Sunday, January 20, 2013

Not. On. The. Radar.

I just completed a telephone survey about my impressions on how our current provincial government is doing. But before you go off on that tangent, that is not what motivated me to drop what I was doing (yeah, I was most definitely in the middle of something when the phone rang but what can I say ... I do like surveys) and write this post.

What motivated me is this - the survey was lengthy (to the point of annoyance, really) but as we neared the end of the call, it hit me like a lightning bolt - what was missing.

Anyone care to hazard a guess?

It was us.



Our children.

Our families.

Oh sure, we were there. Of course, we were there. In everything from power rates to emergency health care to the HST to creating more jobs in rural Nova Scotia to class sizes in elementary school  .... on and on it went. All that stuff is important and relevant to varying degrees to all of us.

But what was missing was any reference to any issues relevant to the disability community.

Interestingly (but not surprisingly), seniors were prominently featured. Children were there. Families were there. Small business were there. But there was absolutely NO mention of the disability community or any of our issues.

The closest thing to our issues was, in fact, rather a stretch - one question on how important I felt it was to help those most in need. In my mind, that includes those in the disability community. But for most many of our fellow Nova Scotians,  I would hazard a guess that the disability community most definitely did not jump to the front of their mind when asked that question.

We, my good friends, are not on the radar.

And, if our issues are not on the radar, how in the world can we possibly expect to have them addressed?

If, when the government assesses public opinion on the importance of various issues, people are never even asked their opinion on the issues so important to us and our families, how will government ever assess (let alone grow) the political will to tackle our issues?

How, indeed.

This is a post about questions, not answers. But, should anyone have any answers, I, for one, would love to hear them.

Because, really, people ... I'm thinking we have a serious problem here.


Deb Reynolds said...

Sad. I fear it is the same here...and part of our problem is that the disabled are lumped into the same category with those who are short-term disadvantaged in some way, or who, long-term, are only morally disabled.

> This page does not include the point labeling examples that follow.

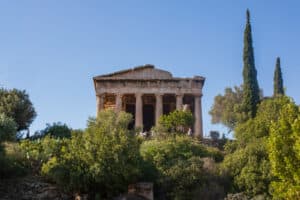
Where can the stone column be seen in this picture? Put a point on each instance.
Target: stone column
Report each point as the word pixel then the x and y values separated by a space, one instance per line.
pixel 198 129
pixel 118 102
pixel 158 107
pixel 138 110
pixel 100 103
pixel 179 99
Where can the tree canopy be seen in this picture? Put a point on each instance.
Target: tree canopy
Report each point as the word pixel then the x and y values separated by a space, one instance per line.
pixel 17 105
pixel 278 81
pixel 250 84
pixel 225 109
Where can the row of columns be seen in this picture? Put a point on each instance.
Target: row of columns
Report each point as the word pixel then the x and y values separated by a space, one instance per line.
pixel 158 109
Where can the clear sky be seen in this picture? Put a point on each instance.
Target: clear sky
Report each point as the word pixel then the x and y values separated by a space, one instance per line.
pixel 52 49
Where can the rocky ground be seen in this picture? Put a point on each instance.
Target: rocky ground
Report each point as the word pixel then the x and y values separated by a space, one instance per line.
pixel 30 188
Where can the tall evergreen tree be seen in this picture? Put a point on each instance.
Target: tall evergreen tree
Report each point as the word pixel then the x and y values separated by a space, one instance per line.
pixel 278 81
pixel 250 85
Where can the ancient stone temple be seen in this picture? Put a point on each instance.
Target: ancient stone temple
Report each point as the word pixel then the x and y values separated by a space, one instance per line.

So when we try to begin a dialogue about the needs of the (truly) disabled, we get a lot of flack caused by those who don't understand the system and can't sort out the man who has lost his home because he was unemployed for 2 years....with the man who has "a bad back" (not that there aren't some legitimately disabled that way) who can still cut all his own firewood, but couldn't possibly take even a part-time job...and then those who are generations into such practices...and separate all these from those who have lifetime serious disabling conditions and needs.
Sorry for the diatribe. Got called away and lost my train of thought.

Gail said...

We are definitely not on the government's radar. My simplistic view is the fact most of us are too busy bringing up our non typical children to do anything to change it. Call it apathy, I call it exhaustion. On top of this my spouse is in the military and is deployed quite often.I am treading water most days.It is exhausting what we have had to go through to get our daughters' needs met..

Ali said...

True words, Michelle. TY for bringing this up! We DO have a serious problem. It is obvious to me, also, that we are not on the radar. :( It worries me greatly but I'm too swamped to really get to the heart of it!! It bothers me as an RN that we have a whole group of people who are unrecognized and UNHEARD... the situation is wholly unfair, short-sighted and wrong. Gail, your view is not simplistic-- it's simply THE TRUTH. I think many of us ARE so busy bringing up our non-typical kiddos (in my case, add 3 more neuro-typical ones,) that 'changing things' is a mountain that we feel we just cannot begin to climb. I don't even know where we should start. :( TY for your post: it was thought-provoking.